PLA naval forces were reported to be withdrawing from the waters around Taiwan this morning after an intense day of drills yesterday. “The maritime situation has calmed down, with ships and vessels gradually departing. As China has not announced the conclusion of the military exercises, the emergency response centre remains operational,” Kuan Bi-ling, head of Taiwan’s Ocean Affairs Council, said in a post on Facebook late on Tuesday. A Taiwan coast guard official told Reuters all 11 Chinese coast guard ships had left waters near Taiwan and were continuing to move away. A Taiwan security official said emergency response centres for the military and coast guard stayed active.
Currently there are more than 90 Chinese naval and coast guard vessels in the region, with many of them being deployed in the South China Sea, near Taiwan and the East China Sea in a large maritime show of force, two security officials in the region told Reuters.
Reuters reported yesterday that as part of drills rehearsing a blockade, China’s Eastern Theatre Command conducted 10 hours of live-fire exercises, launching rockets into waters to the north and south of the island.
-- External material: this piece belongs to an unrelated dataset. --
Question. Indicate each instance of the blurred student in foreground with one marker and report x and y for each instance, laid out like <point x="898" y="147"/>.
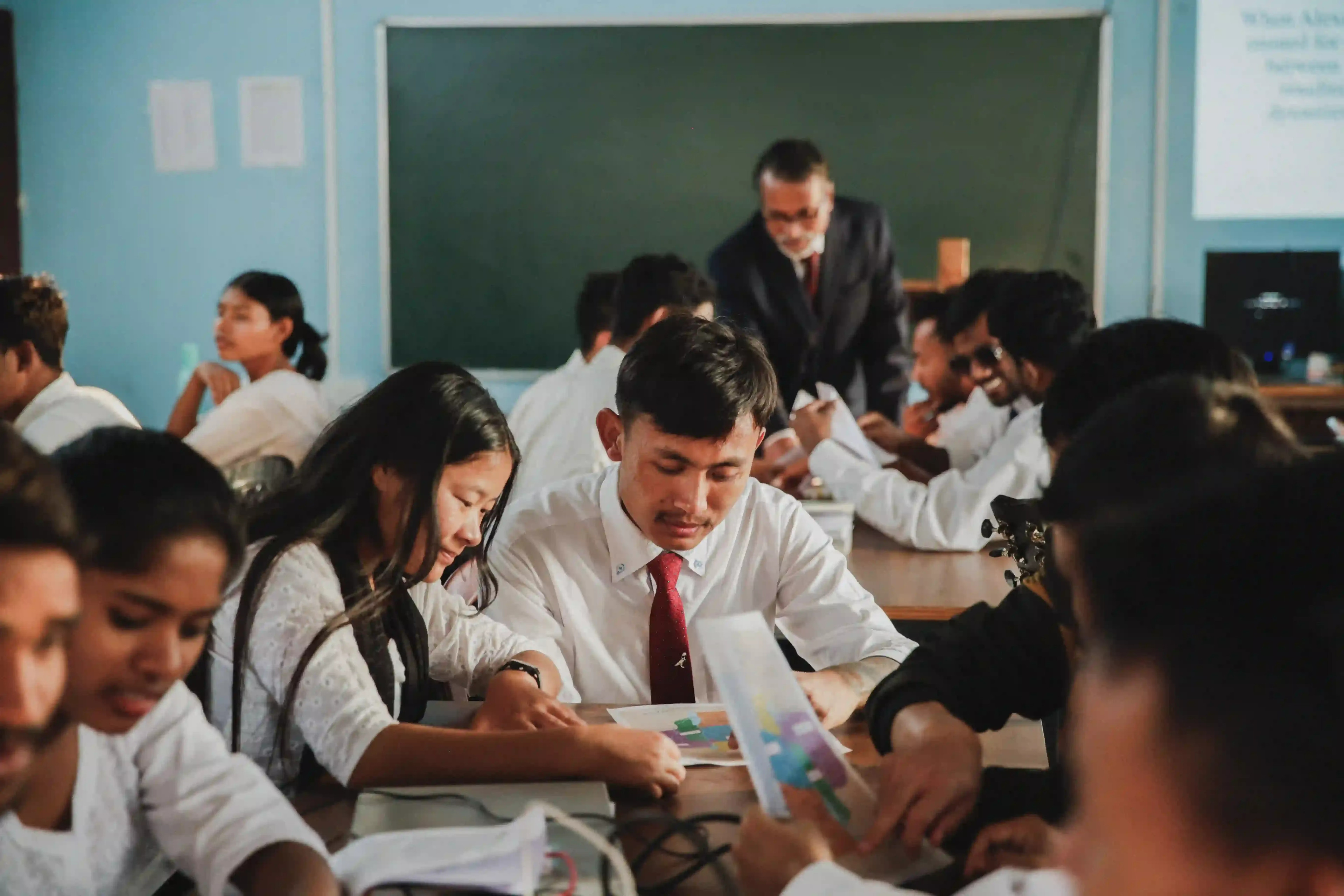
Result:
<point x="1208" y="714"/>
Chinese naval and air force units also simulated strikes on maritime and aerial targets and carried out anti-submarine drills around the island, while state media released images touting Beijing’s technological and military superiority and its ability to take Taiwan by force if necessary.
Xinhua cited Chinese military experts explaining three key “takeaways” from the exercise. Zhang Chi, a professor at the National Defense University, said the first notable feature was that “action began immediately at the outset.” As soon as the exercise started, participating forces conducted live-fire naval gun drills. He noted that this demonstrates the PLA’s ability to integrate peacetime training with wartime operations and sends a strong signal of its resolve to crush all separatist plots resolutely.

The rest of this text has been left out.